— Но… Саша, а как же ты?
— Перебьюсь как-нибудь, — скромно ответил он.
Она уронила голову на ладони и заплакала — громко, навзрыд. Этот человек, который все еще любил ее, спасал ее сына и, может, отдавая такую внушительную сумму, надеялся, что и она… Но Света знала наверняка, что никогда уже не сможет почувствовать к нему что-то большее, чем просто благодарность.
— Перестань плакать. Бери баксы и иди. Договаривайся с этими уродами, как передать деньги. Когда все уладишь, приезжай и начинай работать. Короче, созвонимся. Запиши номер мобильника. А пока со мной побудет Валентина.
Она вытерла слезы. Встала, наклонилась над кроватью, поцеловала его в небритую щеку.
— Спасибо, Саша.
Саша
— Ну что? Договорились или будешь искать другую кандидатуру? — спросила Валентина, вернувшись из магазина.
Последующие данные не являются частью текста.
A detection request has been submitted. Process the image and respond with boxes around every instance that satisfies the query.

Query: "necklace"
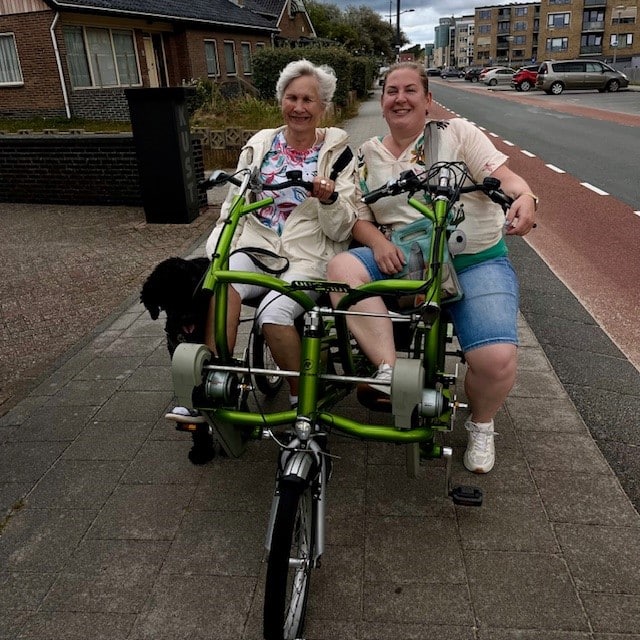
[284,128,320,151]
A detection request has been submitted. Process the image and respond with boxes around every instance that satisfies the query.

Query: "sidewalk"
[1,97,639,640]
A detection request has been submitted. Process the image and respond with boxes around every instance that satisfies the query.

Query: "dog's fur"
[140,257,211,356]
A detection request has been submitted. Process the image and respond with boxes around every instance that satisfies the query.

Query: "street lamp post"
[505,35,514,67]
[613,5,625,65]
[394,1,415,59]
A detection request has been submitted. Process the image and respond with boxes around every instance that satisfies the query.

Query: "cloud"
[313,0,514,47]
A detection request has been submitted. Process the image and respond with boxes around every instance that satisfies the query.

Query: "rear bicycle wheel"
[264,481,315,640]
[252,331,284,397]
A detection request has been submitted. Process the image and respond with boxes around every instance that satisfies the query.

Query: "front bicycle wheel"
[264,481,315,640]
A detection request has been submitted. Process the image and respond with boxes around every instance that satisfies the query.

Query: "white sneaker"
[463,419,495,473]
[369,363,393,395]
[165,406,206,424]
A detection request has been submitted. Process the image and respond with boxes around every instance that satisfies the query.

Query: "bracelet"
[517,192,539,211]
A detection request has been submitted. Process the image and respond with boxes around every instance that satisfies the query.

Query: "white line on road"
[633,211,640,217]
[489,132,499,137]
[581,182,609,196]
[521,150,536,157]
[502,140,515,146]
[546,164,566,173]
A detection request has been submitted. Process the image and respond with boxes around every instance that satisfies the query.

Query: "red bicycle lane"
[428,99,640,371]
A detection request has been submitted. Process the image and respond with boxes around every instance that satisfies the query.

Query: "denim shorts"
[350,247,519,353]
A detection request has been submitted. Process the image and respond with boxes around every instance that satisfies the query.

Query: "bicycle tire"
[252,332,284,397]
[264,481,315,640]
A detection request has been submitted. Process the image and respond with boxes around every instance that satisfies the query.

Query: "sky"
[315,0,515,47]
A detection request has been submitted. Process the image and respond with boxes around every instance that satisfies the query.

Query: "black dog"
[140,257,211,356]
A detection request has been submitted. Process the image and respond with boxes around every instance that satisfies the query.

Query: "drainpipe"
[50,12,72,119]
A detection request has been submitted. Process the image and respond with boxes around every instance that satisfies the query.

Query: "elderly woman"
[166,59,356,421]
[327,61,537,474]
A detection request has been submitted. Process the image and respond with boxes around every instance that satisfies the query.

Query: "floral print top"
[256,131,321,236]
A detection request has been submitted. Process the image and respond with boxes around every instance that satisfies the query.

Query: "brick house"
[0,0,317,120]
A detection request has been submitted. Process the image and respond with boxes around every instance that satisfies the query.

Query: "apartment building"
[440,0,638,69]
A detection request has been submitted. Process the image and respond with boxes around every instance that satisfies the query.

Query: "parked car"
[478,66,498,83]
[511,65,539,92]
[535,59,629,95]
[426,67,442,77]
[465,66,494,82]
[441,67,465,79]
[482,67,516,86]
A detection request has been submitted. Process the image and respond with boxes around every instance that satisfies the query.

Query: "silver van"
[535,59,629,95]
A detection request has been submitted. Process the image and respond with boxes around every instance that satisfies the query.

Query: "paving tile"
[505,395,588,434]
[362,581,473,626]
[129,574,255,640]
[596,440,640,512]
[121,439,207,485]
[61,420,151,460]
[72,355,140,381]
[8,403,99,442]
[519,432,612,474]
[0,608,32,637]
[100,335,164,358]
[465,551,589,631]
[0,508,98,571]
[517,345,554,372]
[118,365,173,391]
[365,515,465,583]
[456,492,558,552]
[45,378,124,407]
[0,571,57,610]
[0,395,47,427]
[42,540,170,614]
[534,470,640,526]
[509,370,567,399]
[554,523,640,594]
[359,622,474,639]
[91,390,169,423]
[0,441,68,483]
[0,482,31,516]
[26,459,127,509]
[477,630,591,639]
[87,484,194,541]
[161,509,265,576]
[16,611,136,640]
[365,464,455,518]
[582,592,640,634]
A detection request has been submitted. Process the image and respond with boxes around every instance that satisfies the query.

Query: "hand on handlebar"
[312,176,338,204]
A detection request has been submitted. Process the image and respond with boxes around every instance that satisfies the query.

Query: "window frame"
[0,32,24,86]
[204,39,220,77]
[223,40,237,76]
[240,41,252,76]
[63,25,141,89]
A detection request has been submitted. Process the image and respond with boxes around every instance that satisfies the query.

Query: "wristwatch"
[518,192,539,211]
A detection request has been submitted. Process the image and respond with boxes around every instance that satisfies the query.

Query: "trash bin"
[125,87,199,224]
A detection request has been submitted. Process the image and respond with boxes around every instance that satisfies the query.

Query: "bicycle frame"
[169,163,508,640]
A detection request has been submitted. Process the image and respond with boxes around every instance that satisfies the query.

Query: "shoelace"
[466,425,498,454]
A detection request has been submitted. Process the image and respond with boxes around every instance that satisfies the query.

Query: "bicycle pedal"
[450,485,483,507]
[174,422,199,433]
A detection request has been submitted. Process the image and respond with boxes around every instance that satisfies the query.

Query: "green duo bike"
[170,161,513,640]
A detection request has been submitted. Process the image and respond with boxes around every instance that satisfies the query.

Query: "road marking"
[502,140,515,146]
[489,132,499,137]
[546,164,566,173]
[634,211,640,217]
[581,182,609,196]
[521,150,536,157]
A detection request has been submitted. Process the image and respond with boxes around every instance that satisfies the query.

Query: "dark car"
[426,67,441,77]
[464,66,493,83]
[511,65,539,92]
[441,67,465,79]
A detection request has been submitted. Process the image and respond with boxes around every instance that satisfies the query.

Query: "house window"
[204,40,219,76]
[223,41,237,75]
[0,33,23,85]
[546,37,568,52]
[241,42,252,75]
[478,10,491,20]
[256,42,266,50]
[515,7,528,16]
[514,35,526,45]
[478,25,491,34]
[63,26,140,88]
[514,21,527,31]
[548,13,570,28]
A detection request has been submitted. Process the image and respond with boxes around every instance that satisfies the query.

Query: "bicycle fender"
[392,358,425,430]
[171,343,212,408]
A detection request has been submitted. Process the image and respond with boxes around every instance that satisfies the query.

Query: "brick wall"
[0,134,206,209]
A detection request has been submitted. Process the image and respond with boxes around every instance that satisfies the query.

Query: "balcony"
[583,0,606,5]
[580,45,603,54]
[582,20,604,31]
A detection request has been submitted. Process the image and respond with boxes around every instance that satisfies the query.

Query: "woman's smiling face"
[381,67,432,135]
[281,74,324,135]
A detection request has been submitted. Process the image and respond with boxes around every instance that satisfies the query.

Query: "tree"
[306,1,401,60]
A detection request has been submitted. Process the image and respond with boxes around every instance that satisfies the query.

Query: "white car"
[482,67,516,86]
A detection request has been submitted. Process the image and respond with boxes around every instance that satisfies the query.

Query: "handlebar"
[199,169,338,203]
[361,165,513,211]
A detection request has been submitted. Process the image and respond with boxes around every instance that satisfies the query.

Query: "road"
[428,77,640,372]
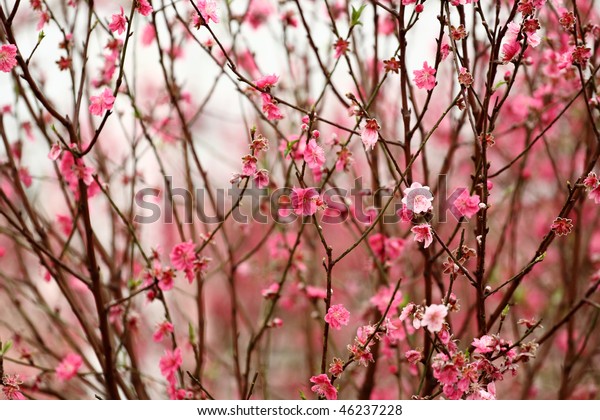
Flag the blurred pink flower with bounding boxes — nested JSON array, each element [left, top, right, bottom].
[[137, 0, 153, 16], [56, 353, 83, 381], [153, 321, 174, 342], [159, 348, 182, 383], [108, 7, 127, 35], [48, 143, 62, 161]]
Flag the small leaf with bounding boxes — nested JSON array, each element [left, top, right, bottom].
[[299, 390, 307, 400], [38, 31, 45, 41], [128, 278, 142, 290], [284, 139, 299, 157], [188, 323, 196, 344], [534, 252, 546, 263], [501, 305, 510, 318], [493, 80, 507, 91], [351, 4, 367, 27], [1, 340, 13, 356]]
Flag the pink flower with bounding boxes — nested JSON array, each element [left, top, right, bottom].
[[413, 61, 436, 90], [421, 304, 448, 333], [291, 187, 319, 216], [158, 267, 175, 291], [399, 303, 415, 322], [310, 374, 337, 400], [472, 335, 495, 354], [306, 285, 327, 300], [589, 185, 600, 204], [303, 139, 325, 169], [58, 150, 94, 192], [571, 45, 591, 67], [468, 382, 497, 400], [170, 241, 198, 283], [0, 44, 18, 73], [56, 353, 83, 381], [89, 88, 115, 116], [405, 349, 423, 364], [48, 143, 62, 161], [551, 217, 573, 236], [168, 385, 192, 400], [245, 0, 274, 29], [159, 348, 182, 383], [324, 304, 350, 330], [261, 282, 279, 298], [329, 357, 344, 377], [397, 204, 413, 222], [1, 375, 25, 400], [348, 342, 374, 367], [241, 154, 258, 176], [108, 7, 127, 35], [501, 40, 521, 63], [333, 38, 350, 59], [253, 169, 269, 188], [197, 0, 220, 25], [153, 321, 174, 342], [37, 11, 50, 30], [261, 94, 284, 121], [584, 172, 599, 189], [411, 224, 433, 248], [140, 24, 155, 47], [360, 118, 380, 150], [137, 0, 153, 16], [18, 167, 32, 188], [270, 317, 283, 328], [335, 147, 353, 172], [402, 182, 433, 214], [370, 284, 404, 315], [454, 190, 480, 218], [254, 74, 279, 90]]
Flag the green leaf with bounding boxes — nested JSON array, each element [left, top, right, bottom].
[[501, 305, 510, 318], [351, 4, 367, 27], [299, 390, 307, 400], [1, 340, 13, 356], [534, 252, 546, 263], [284, 139, 299, 157], [188, 323, 196, 344], [127, 278, 142, 290], [38, 31, 45, 41], [493, 80, 507, 91]]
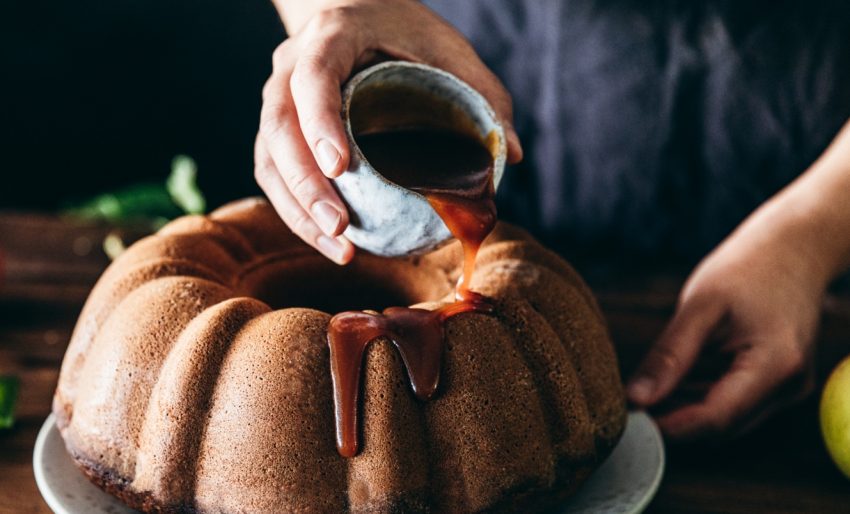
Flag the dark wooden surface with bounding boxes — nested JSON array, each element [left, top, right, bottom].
[[1, 213, 850, 513]]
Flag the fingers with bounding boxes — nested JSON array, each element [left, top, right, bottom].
[[258, 1, 525, 261], [504, 127, 524, 165], [628, 297, 727, 406], [655, 346, 790, 439], [451, 64, 522, 163], [443, 64, 523, 164], [255, 134, 355, 265], [289, 30, 359, 178], [728, 360, 816, 437], [469, 68, 523, 164], [415, 31, 523, 163], [260, 43, 351, 241], [260, 95, 350, 236]]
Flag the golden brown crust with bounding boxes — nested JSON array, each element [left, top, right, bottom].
[[70, 450, 191, 514], [66, 440, 615, 514], [53, 197, 626, 514]]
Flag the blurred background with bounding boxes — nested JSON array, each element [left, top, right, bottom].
[[4, 0, 850, 269], [1, 0, 283, 211], [3, 2, 850, 512]]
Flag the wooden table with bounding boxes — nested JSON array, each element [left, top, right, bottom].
[[2, 212, 849, 513]]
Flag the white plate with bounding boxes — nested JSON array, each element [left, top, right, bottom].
[[34, 411, 663, 514], [558, 411, 665, 514], [33, 414, 137, 514]]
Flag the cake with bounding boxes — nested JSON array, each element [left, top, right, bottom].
[[53, 197, 626, 513]]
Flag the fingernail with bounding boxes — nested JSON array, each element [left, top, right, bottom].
[[317, 235, 345, 264], [627, 377, 655, 404], [311, 201, 342, 236], [316, 139, 341, 177]]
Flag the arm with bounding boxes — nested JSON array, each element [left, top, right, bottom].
[[768, 120, 850, 281], [269, 0, 336, 34], [255, 0, 522, 263], [629, 118, 850, 439]]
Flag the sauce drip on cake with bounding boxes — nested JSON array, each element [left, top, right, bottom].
[[328, 128, 497, 457]]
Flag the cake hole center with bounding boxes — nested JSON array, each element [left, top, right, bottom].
[[238, 256, 451, 313]]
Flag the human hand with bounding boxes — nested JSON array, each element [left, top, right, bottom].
[[627, 204, 825, 440], [255, 0, 522, 264]]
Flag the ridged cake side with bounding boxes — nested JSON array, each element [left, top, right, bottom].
[[53, 198, 626, 514]]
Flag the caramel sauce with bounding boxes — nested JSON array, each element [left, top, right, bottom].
[[328, 128, 497, 457]]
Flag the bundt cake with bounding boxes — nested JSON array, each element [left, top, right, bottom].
[[53, 197, 626, 513]]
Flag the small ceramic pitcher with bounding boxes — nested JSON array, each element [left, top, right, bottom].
[[335, 61, 507, 257]]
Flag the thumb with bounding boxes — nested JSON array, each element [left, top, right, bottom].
[[424, 49, 523, 163], [468, 72, 522, 164], [502, 121, 523, 165], [628, 296, 726, 406]]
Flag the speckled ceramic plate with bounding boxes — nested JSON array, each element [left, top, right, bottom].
[[33, 414, 135, 514], [34, 411, 663, 514], [557, 411, 665, 514]]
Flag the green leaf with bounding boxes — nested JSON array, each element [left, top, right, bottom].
[[64, 185, 180, 223], [62, 154, 206, 224], [166, 155, 206, 215], [0, 376, 20, 429]]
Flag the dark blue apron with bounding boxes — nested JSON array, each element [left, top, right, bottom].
[[424, 0, 850, 263]]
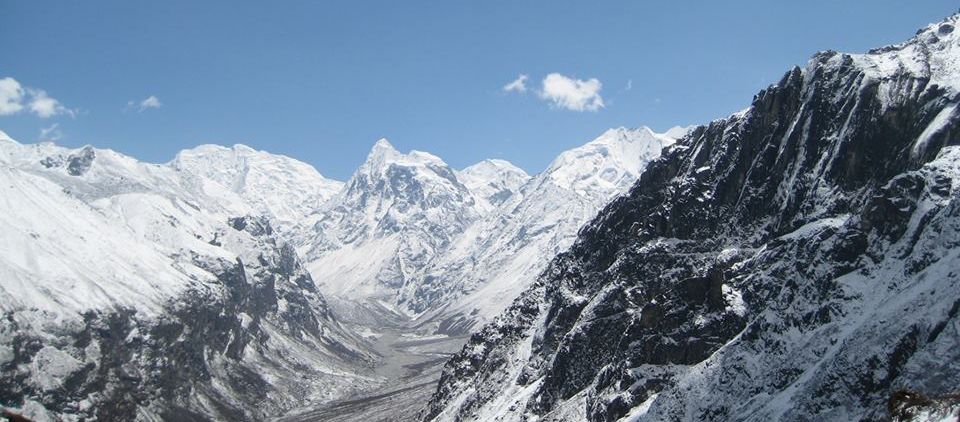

— Нет, не буду, — ответил я, все еще чувствуя на щеке тепло губ Светы. — Хорошая женщина.
— И когда же она приступит? — с тайной тревогой поинтересовалась моя экс-супруга.
Я прекрасно понимал Валентину: она очень рассчитывала на мои пятьдесят баксов в день, и чем дольше она задержалась бы в моей квартире, тем больше я бы, так сказать, «отстегнул» ей.
— Не волнуйся. Сейчас у нее какие-то там проблемы, так что она начнет только дней через пять. Минимум. За эти пять дней, как мы и договаривались, ты получишь двести пятьдесят баксов. В своей библиотеке ты будешь работать за такую сумму месяца два.
Валентина не смогла сдержать вздох облегчения.
— Поешь что-нибудь? — даже предложила она от избытка чувств.
В пору нашей семейной жизни она часто уходила к подругам, просиживая там по много часов, а я, как кот по помойке, лазил по холодильнику, выуживая оттуда то кусок колбасы, то оставшиеся с позавчера котлеты. Вот если бы я мог платить ей по пятьдесят «зеленых» в день тогда…
— Давай, — согласился я.
Бывшая супруга ушла на кухню сооружать второй завтрак. Как в лучших домах.
А я стал думать о Свете. Я собирался купить, или даже уже купил, ее время. По двадцать баксов в сутки. Теперь с моими капиталами я — теоретически — мог держать ее возле себя и год, и два, и даже десять. Я, наверное, мог купить даже ее тело — но не любовь. Это была бы механическая кукла. Надувная женщина. Которая, послушно отпахивая «смену» у Лемешонка, все равно думала бы о нем — о своем Витьке. Так, наверное, токарь, механически бездумно выточив на заводе сколько там нужно по плану деталей, включает свои чувства лишь тогда, когда возвращается к семье, детям, телевизору, бокалу с пивом или заветной поллитре.
Вас это устраивало бы? Вот и меня тоже.
Видеть каждый день женщину, которую любишь и которая не любит тебя, а лишь выполняет свои обязанности, — больно. Не видеть ее, но постоянно думать о ней, особенно теперь, когда ты вернулся в свой город и знаешь, что она где-то рядом, — тоже больно. Какая боль сильнее? Время покажет. Проведем над самим собой эксперимент. Если станет невмоготу, я просто уволю ее, даже не заставляя отработать эти три тысячи долларов. Могу себе позволить, ведь я теперь Корейко, подпольный миллионер. Правда, того не изрешетили очередью из «Калашникова».
Повеселевшая Валентина вошла с двумя тарелками. На одной лежали ломтики мелко нарезанного сыра, на другой — поджаренный хлеб.
— Сейчас принесу кофе, — объявила она и даже улыбнулась.
«Ну вот, много ли женщине нужно для счастья? — подумал я. — Всего пятьдесят баксов в день».